In the morning, we realized that Bruno had forgotten his CD’s in the bar of the hostel. And no one was around. We contemplated breaking the door. We searched for the owner and found a room with some keys in it. Some guy came (who was a friend of the owner, I think) and got the keys for us and opened up the door, we got the CD’s and left. This whole ordeal took about 2 hours.

So we set off. We made it to Franz Josef (one of the only other advancing glaciers besides El Calafate in Argentina in the world) but it was raining. We checked in the hostel and I ran into Tom (the Dutch guy) again. We all had dinner and played pool for the rest of the night.

The next day, in the rain, we did a walk to the glacier and it was pretty cool. Nothing compared to Argentina though.

We then headed off to a town called Haast. Nothing really interesting. Rained a lot and stopped a long on the way to see some cool nature stuff along the way.

The next day, we headed to Queenstown and after getting confused and ending up back in Haast after two hours of driving (don’t ask), we eventually made it to Queenstown. The whole town was booked for hostels and we finally found a triple for $25 each. It all worked out and we had an awesome dinner (Bruno is the chef) and then went out to some pubs. We ended up leaving around 1AM and heading back to the hostel to get some sleep.
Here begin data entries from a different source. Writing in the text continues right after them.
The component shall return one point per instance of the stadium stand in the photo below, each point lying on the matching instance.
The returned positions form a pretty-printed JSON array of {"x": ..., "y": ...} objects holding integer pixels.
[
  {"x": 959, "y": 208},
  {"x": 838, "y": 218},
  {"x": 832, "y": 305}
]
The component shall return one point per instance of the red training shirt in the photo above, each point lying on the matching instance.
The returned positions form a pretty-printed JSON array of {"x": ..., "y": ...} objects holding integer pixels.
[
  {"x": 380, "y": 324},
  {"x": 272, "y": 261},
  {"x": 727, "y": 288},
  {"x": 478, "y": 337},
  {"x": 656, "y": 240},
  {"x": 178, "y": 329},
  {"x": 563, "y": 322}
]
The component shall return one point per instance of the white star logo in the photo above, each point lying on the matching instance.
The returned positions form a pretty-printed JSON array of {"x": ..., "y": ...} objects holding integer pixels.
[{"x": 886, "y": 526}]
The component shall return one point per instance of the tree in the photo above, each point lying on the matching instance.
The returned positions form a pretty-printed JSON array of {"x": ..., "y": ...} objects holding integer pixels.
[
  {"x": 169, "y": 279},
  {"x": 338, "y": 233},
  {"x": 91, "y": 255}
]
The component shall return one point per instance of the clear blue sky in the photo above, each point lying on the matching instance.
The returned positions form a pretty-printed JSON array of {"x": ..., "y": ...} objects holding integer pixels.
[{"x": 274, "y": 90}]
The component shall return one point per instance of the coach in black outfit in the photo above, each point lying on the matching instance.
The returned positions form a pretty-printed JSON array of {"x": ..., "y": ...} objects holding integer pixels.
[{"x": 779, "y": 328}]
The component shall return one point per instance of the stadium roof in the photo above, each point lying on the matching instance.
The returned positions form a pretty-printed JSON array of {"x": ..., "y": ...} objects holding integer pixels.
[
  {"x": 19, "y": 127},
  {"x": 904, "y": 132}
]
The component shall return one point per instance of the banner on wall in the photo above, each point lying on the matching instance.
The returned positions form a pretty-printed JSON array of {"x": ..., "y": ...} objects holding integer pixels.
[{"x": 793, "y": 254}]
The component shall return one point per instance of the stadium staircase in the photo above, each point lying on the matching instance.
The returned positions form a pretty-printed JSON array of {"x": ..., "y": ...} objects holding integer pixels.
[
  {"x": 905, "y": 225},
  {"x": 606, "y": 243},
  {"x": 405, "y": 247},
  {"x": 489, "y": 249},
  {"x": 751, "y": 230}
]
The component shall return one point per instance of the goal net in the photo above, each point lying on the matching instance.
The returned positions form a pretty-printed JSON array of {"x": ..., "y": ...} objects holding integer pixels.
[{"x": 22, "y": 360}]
So now we are at today. I went up in this cool gondola to the top of the mountain to see the whole city and I did this luge thing down this track a few times. It was cool. And the rest of the day I have just been wandering around this town. I don’t like it. The people are rude and it’s expensive. I’m gonna leave to Glenorchy tomorrow to hang out for a day and then head out for about 7 days of hiking. I’m gonna do the Greenstone track and then the Routeburn, which I booked several weeks ago. I just bought 7 days worth of food and gonna hitch hike to the town tomorrow with Hector (the guy from Spain I met in Collingwood a few weeks back). I randomly ran into him today in town and we are randomly going to the same place tomorrow morning.

So I wont be around or answering email for about a week. These tracks are gonna be cool.